Antes de falar de coisa boa, não da pra ignorar o final medíocre que esses dois tiveram. Sendo protagonista e antagonista (muito bons por sinal) o final poderia ter sido melhor
Nem só de desgraça viveu a temporada final
Claro que a temporada final está recheada de muitas coisas boas. Em uma narrativa assustadora vemos como a elite se comporta quando é tratada como gente comum, pobre e de classe social diferente. Tudo é muito assustador e realista.

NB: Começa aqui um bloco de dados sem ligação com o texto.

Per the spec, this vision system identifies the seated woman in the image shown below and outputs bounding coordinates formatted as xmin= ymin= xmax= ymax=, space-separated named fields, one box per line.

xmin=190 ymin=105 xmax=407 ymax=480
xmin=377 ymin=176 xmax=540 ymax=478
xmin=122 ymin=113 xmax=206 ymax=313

Minorias tratadas com respeito e dignidade como deve ser. Gente branca é a minoria no grupo principal de heróis e isso é um ponto positivo para série pois somos condicionados a achar que o normal é que tenhamos apenas um ou dois atores negros por elenco e sem LGBTQIA+, mas aqui o homem hétero branco é a unica minoria presente no elenco principal que tem personagens negra sapatão, indígena sapatão, negra médica, trans, etc. A representatividade se faz presente de uma forma muito linda.
A trilha sonora de 3% continua impecável como sempre foi, com músicas nacionais e letras marcantes sem contar com seus intérpretes.
Enfim, o desfecho conseguiu ser bom com um último episódio interessante onde nada foi deixado de lado, inclusive uma prova do processo para definir o controle do mundo após seus acontecimentos recentes e, tentando entregar uma mensagem otimista onde da um pouco de esperança para quem assiste, que se seguirmos no caminho correto e parando de segregar, dividir e excluir quem é diferente de nós, podemos conquistar muito mais enquanto sociedade.